Monday, July 28, 2014

Learning About Plant Biotechnology

Because students can either put $20 towards printing on their card or go to the library to put a more reasonable amount of money on it (reasonable for me, at least. I only have a week left here!), I left the dorms early this morning to go to Crerar, the scientific library. Halfway there, I realized I had my money in my other bag! I speed walked back to the dorms and to the library, and thankfully made it to class with a minute to spare.

Despite my unlucky start, the rest of the day was pretty good. I presented a Biotech in the News article before the lecture today. It was about the very recent sequencing of African rice, which has drought-resistant properties, and wild South American tomato, which has genes linked to drought-resistance, fruit development, and ripening. The South American tomato is already being interbred with the common tomato to develop tomatoes scientists hope are tastier and more stress-resistant. The sequencing of these genes will lead to the green revolution the article talked of: the creation crops requiring less water, fertilizer, and pesticides. My article was actually a great segue to the lecture, which was about the methods, applications, health, and environmental concerns of plant biotechnology.

Seedless watermelon, a polyploidy plant
We talked about past agricultural techniques such as cross breeding (did you know popcorn has been eaten for 6,000 years?) and artificial selection, polyploidy plants that have a higher amount of chromosome sets than normal (like seedless watermelon), plant transgenesis (the direct transfer of genes to plants), the agricultural revolution currently happening that involves the engineering of drought-, cold-, and salt-resistant plants, among other modifications. Dr. Schonbaum discussed the methods using in plant transgenesis like cloning (like the leaf fragment technique, chloroplast engineering, antisense technology, and use of gene guns), and the vaccines, genetic pesticides, and herbicide resistance this field could result in.

After class, we went to the lab, where we neutralized E. coli by infecting it with the bacteriophage T4. It was a fast lab; the whole class finished in less than an hour.

As usual, lunch was spent at the Dining Commons. Once in class an hour later, we discussed our two reading assignments, “Intoxicated on Independence: Is Domestically Produced Ethanol Worth the Cost?” and “Biofuels.” The discussion was a lot of fun. We talked about our stance on the environment and what we think will force people to realize that things must be done. Some people, like me, believe that every little scrap of paper or bottle recycled does in fact make a difference, while there are those in the class that think that one bottle does nothing to stop the environmental effects other people are doing on Earth.
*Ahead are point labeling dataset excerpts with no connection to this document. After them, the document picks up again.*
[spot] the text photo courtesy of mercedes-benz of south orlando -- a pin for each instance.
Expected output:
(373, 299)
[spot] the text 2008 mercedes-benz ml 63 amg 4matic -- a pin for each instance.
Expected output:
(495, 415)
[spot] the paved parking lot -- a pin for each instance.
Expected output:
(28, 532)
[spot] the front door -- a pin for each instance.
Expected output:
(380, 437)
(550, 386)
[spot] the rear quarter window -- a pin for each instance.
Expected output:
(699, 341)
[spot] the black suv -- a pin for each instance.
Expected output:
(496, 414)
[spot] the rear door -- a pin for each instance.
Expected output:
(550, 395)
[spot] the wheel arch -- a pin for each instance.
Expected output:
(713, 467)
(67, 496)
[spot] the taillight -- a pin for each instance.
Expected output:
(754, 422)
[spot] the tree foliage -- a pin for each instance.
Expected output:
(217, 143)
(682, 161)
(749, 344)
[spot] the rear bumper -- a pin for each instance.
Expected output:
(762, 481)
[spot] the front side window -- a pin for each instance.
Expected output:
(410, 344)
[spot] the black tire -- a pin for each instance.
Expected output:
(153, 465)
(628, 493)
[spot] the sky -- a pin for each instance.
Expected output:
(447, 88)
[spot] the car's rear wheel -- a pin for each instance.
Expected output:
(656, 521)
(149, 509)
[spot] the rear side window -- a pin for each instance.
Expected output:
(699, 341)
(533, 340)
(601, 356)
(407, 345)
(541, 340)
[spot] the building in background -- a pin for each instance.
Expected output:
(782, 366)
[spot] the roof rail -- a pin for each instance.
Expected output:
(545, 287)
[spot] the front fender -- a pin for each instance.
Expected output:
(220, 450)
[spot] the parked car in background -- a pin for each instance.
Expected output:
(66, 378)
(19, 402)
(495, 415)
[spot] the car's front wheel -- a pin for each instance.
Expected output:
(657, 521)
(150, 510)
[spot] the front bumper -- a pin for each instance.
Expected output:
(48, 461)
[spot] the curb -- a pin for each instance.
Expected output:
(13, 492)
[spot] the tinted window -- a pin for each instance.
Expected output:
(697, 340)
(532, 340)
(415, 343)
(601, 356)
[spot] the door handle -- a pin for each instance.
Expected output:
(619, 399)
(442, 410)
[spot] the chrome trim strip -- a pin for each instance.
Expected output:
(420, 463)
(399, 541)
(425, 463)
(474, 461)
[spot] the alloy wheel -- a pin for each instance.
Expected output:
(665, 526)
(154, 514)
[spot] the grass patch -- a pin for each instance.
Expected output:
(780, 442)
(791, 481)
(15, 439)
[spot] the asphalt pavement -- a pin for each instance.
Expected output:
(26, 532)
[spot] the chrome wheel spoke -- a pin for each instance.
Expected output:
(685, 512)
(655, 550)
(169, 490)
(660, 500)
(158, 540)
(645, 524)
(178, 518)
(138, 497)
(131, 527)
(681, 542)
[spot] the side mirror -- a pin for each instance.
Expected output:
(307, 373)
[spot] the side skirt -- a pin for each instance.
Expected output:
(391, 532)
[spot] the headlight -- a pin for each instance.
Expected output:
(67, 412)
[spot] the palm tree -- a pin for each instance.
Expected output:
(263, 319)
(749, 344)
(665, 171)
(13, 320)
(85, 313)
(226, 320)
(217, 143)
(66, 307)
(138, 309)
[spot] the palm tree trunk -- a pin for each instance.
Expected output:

At around 2:30 PM I went to the Crerar library to work on the PowerPoint I’ll be presenting with April on Thursday. We were so productive! I have to admit that the enormous computer screens that let you see multiple windows on at once were greatly helpful. The chairs are also really comfortable! The computer lab is now one of my favorite places on campus.
One beautiful, beautiful computer
One of the best chairs you'll ever sit in

April left the library early, so I went to the bookstore to relax after finishing my work. I browsed through books, clothes, and stuffed “cells” before making my way back to the dorms.
So cute!

My evening, as usual, was a mixture of eating, talking, and working with other people. I learn more and more each day I spend here—not only about my class, but about myself and how to manage time and when to socialize. This trip is an eye-opener in many ways. 

1 comment:

  1. I really like the sound of the article you found. It shows an incredibly important application of biotechnology to help solve some of the biggest issues today. Good work finding it!